ようやく、香港映画『トワイライト・ウォリアーズ 決戦! 九龍城砦』を観ることができた。
1980年代の香港。香港へ密入国した陳洛軍(レイモンド・ラム)は、住民票を手に入れようとして黒社会に追われる立場となり、命からがら九龍城塞へと逃げ込む。そこでも九龍城塞を束ねる龍捲風(ルイス・クー)に叩きのめされるのだが、行き場のない洛軍は龍捲風や住民たちに助けられて九龍城塞に住み着くようになり、信一、十二少、四仔といった若者たちと友情を育むようになる。
龍の親友でもある秋兄貴(リッチー・レン)は、かつて龍と闘って倒された伝説的な殺し屋・陳占(アーロン・クォック)に家族を殺された怨みから、その親族全てを殺すと誓っていた。ところが、そのことが原因となって、龍は微妙な立場に立たされてしまう。さらには、それを利用して九龍城塞の権利を奪おうと、黒社会の大ボス(サモ・ハン)も乗り出してくるのだった。
かくして、男たちの怨念、義利と人情、友情とが複雑に交錯した壮絶な争いが巻き起こるのだった。

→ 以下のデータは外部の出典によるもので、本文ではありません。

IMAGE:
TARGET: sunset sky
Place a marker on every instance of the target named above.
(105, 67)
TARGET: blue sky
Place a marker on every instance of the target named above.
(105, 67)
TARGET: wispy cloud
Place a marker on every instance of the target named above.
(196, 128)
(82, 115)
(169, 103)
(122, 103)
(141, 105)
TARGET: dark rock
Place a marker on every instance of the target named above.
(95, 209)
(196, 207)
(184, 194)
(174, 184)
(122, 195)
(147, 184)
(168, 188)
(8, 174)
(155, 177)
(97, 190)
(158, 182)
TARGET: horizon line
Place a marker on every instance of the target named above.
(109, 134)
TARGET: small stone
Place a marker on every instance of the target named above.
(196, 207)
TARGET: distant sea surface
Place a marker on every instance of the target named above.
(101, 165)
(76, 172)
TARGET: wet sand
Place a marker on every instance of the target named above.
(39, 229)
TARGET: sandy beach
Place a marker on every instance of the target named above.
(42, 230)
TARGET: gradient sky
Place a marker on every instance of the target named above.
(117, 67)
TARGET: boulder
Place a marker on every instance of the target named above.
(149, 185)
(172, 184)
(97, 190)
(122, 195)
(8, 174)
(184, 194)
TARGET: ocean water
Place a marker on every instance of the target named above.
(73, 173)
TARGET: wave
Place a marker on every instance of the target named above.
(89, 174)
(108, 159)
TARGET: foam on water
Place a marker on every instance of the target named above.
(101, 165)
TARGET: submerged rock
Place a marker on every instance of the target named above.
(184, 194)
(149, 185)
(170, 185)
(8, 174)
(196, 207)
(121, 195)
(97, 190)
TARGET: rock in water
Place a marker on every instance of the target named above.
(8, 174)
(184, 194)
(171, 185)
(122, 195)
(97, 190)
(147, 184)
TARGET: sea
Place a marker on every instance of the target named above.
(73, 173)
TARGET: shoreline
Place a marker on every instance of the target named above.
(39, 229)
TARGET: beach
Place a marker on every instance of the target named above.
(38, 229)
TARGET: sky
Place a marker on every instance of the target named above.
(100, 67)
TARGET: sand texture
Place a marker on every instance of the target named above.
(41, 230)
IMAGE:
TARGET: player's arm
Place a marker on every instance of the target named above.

とにかく見どころが満載の映画だった。まずは1980年代の香港を舞台としたことによるノスタルジー。いまは失われてしまった香港の光景がたっぷりと再現されているのだ。そもそも九龍城塞そのものが、とっくに失われてしまった存在なのだから。これとても、当時を知る者にとってはノスタルジーの対象なのだ。しかも、『男たちの挽歌』をはじめとする当時の熱すぎる香港映画のテイストがたっぷりと盛り込まれている喜び。そこに谷垣健治演出による過剰なまでの激しいバトルをこれでもかこれでもかとぶちこむ。登場するキャラクターはどれもこれも魅力的で、こいつらが欲望や友情や義利に突き動かされて、全力でぶつかり合う。
ソイ・チェン監督のけれんみたっぷりの演出も鳥肌もので、クライマックス直前のあるシーンなんか、めちゃくちゃ胸が熱くなった。これだよ、これ! 脳裡には『男たちの挽歌』のテーマミュージックが流れる。チョウ・ユンファとティ・ロンの友のためなら自分の命をも投げ出す男意気が、4人の若者の姿で甦った!
谷垣健治演出によるアクションシーンもめちゃくちゃ凄すぎる。九龍城塞の狭い空間をフルに使ったスピーディなバトルのなんと激しいことか。今回のアクションは、リアルすぎず、かといって非現実的すぎずという、かなり微妙なラインのバトルがこれでもかこれでもかと繰り広げられる。これがとにかく凄い。そして、こいつらみんな不死身すぎ! それ、とっくに死んでるからね。さっきの場面、頸椎いってるよね。頭蓋骨陥没してるよね。突き刺された刃物が内蔵に達してるよね。なんで、まだ闘えるの? でも、いいんです。映画ですから。これこそが映画なんですから。
ひたすら興奮させられた。これほどの作品なのに、なぜ上映館が少ない! 平日の日中だというのに、新宿バルト9の観客席はけっこう埋まっていたぞ。映画館から出る観客たちが、友人同士で興奮してあれこれ語っている声が聞こえてきていたぞ。
あと、パンフレットの内容がめっちゃ充実しているのも嬉しい。
ただし、これは伝説となる作品なので、もっといい邦題がつけられなかったのかという不満は残る。売店で「『トワイライト・シンドローム』のパンフレットをください」と言っていたお客さんがいたけれど、確かにこの邦題はインパクトが弱く、印象に残りづらい。『男たちの挽歌』みたいに、タイトルを目にしただけでさまざまなシーンが思い出されるような、そういう邦題にならなかったことがとても残念だ。